Lo que sí justifica una reflexión es lo que trasunta este añadido insólito porque, junto a otras tantas cosas que se han dicho en los últimos meses, viene a ratificar algo ya innegable: nos gobierna un rencor. Desde el decreto 90/20 que ordenó ajustar en los incisos del Estado, hasta la Ley de Urgente Consideración, lo único en que se ha empecinado el actual gobierno es en la destrucción de las políticas públicas llevadas adelante durante los 15 años del Frente Amplio. Ya derogaron la inclusión financiera y la ley de Educación, han avanzado en el desmantelamiento del Ministerio de Desarrollo Social, han aumentado impuestos y tarifas, desatendido a la población que más se ha visto afectada por la pandemia y, si nadie los para, ya han puesto en la mira del ajuste desde la investigación científica hasta la alimentación escolar. Todo este gobierno se trata de quitar: derechos, beneficios, programas, apoyos, inversiones, bajo la excusa del déficit elevado y no dar absolutamente nada.

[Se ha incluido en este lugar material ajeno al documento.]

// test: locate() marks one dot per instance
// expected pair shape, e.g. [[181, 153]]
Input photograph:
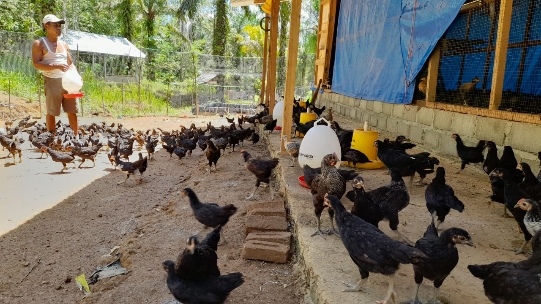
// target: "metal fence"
[[158, 83]]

El nivel de resentimiento de los actuales gobernantes alcanza extremos preocupantes porque parece que ostentarlo fuera el único propósito de la administración: auditar las gestiones anteriores, perseguir, destruir su legado, suprimir políticas y denostar los logros de los antecesores, sin proponer absolutamente nada más que el ajuste, el achique de gastos a rajatabla, rincón por rincón del Estado y sin miramientos ni hacia los niños, ni hacia los pobres ni hacia componentes de una estrategia de desarrollo. Es casi una sinfonía de la destrucción montada sobre un aparato publicitario que contribuye en la tarea de fomentar la irracionalidad y ocultar las graves consecuencias de semejante desarmadero.
En esa arquitectura de la venganza se inscribe este nuevo artículo de la Rendición de Cuentas, que busca consagrar por una mayoría circunstancial y endeble que todo lo hecho por la izquierda estuvo mal, sin tomar en cuenta la enorme disminución de la pobreza entre 2005 y 2019, el crecimiento ininterrumpido de la economía, el crecimiento del salario real, la caída de la informalidad, el majestuoso aumento de la cobertura de salud, el nivel de reservas actuales, la caída significativa de la deuda externa en relación con el Producto Interno Bruto, el desarrollo de Antel, el impacto fenomenal de las políticas sociales, la caída de la desigualdad, la calidad democrática, el reconocimiento internacional, entre otra innumerable cantidad de cosas que podrían destacarse de lo conseguido en estos años por todos los uruguayos.